The effects of the government's new IT strategy may reach central government departments first, but they will filter through to the whole of the public sector over the coming months and years.

The effects of the government's new IT strategy may reach central government departments first, but they will filter through to the whole of the public sector over the coming months and years.

The government aims to save £3.2bn a year with the new infrastructure, by making it easier to share systems and applications and provide services in partnership with other organisations without having to make big infrastructure investments.

The planned measures include a new government-wide voice and data network, a government cloud infrastructure allowing organisations to host IT services from a shared environment, and an applications store containing business applications that can be shared and reused.

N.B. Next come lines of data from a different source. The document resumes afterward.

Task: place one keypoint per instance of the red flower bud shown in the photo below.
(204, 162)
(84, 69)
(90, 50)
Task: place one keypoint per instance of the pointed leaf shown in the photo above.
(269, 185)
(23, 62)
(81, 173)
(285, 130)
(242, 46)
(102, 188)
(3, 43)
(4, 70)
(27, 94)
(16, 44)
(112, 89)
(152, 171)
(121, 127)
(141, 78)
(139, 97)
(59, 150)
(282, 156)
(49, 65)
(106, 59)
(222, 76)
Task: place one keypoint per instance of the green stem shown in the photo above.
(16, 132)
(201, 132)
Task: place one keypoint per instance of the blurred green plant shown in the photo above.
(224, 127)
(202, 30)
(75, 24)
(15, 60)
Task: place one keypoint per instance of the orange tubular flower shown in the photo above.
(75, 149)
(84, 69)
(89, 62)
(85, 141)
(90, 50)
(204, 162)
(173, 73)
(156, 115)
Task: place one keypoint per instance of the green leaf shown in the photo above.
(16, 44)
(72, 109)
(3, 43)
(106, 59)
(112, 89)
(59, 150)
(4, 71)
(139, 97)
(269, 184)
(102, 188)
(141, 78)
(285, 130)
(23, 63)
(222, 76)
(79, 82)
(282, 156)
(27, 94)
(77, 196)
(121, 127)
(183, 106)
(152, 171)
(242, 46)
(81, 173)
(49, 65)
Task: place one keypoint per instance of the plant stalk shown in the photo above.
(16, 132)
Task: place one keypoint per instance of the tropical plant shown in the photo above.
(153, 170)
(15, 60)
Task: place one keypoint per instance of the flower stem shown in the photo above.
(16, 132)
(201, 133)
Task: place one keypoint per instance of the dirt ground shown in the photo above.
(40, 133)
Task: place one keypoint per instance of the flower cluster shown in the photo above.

Shared services - where councils join up to share HR or finance IT systems - have been around for years, but the investment and process changes required to really feel the benefits are substantial.

Government CIO John Suffolk hopes this new public sector-wide infrastructure will make it easier for councils and other organisations to take the plunge and change the way they do things. He says it will cut costs, something that has becoming increasingly urgent as talk of severe budget cuts intensifies this year.

Local authorities can choose whether to join, but economically it makes sense, he says. "Organisations know their business better than anyone else, and they will have their own agenda. But here are a whole host of opportunities to improve services to citizens, improve security and save cash. Cash is going to get significantly shorter over the next period and it will stimulate a lot more activity in things like social media and shared services."

Suffolk plans to wait and see whether the strategy will still be a priority after the election, which could mean a change in government or a shake-up of the current one. "We are focusing on the basics, which has nothing to do with the government of the day." He has met twice with opposition politicians, which is normal for senior civil servants before an election.

Jos Creese, CIO at Hampshire County Council and chair of the Local Public Services CIO Council, expects local authorities to be keen on the strategy. "My main priority is to help John Suffolk shape that strategy so it is as applicable as possible to local government, rather than something that is designed around central government and difficult to apply."

He says it is too early to decipher the detailed implications of the strategy for local government because it has not yet worked through the public sector, but he expects the ideas around consolidation of technology to appeal. "There are elements of the strategy that will enable greater use of shared services, and it should allow us to avoid the cost of them while getting the benefits."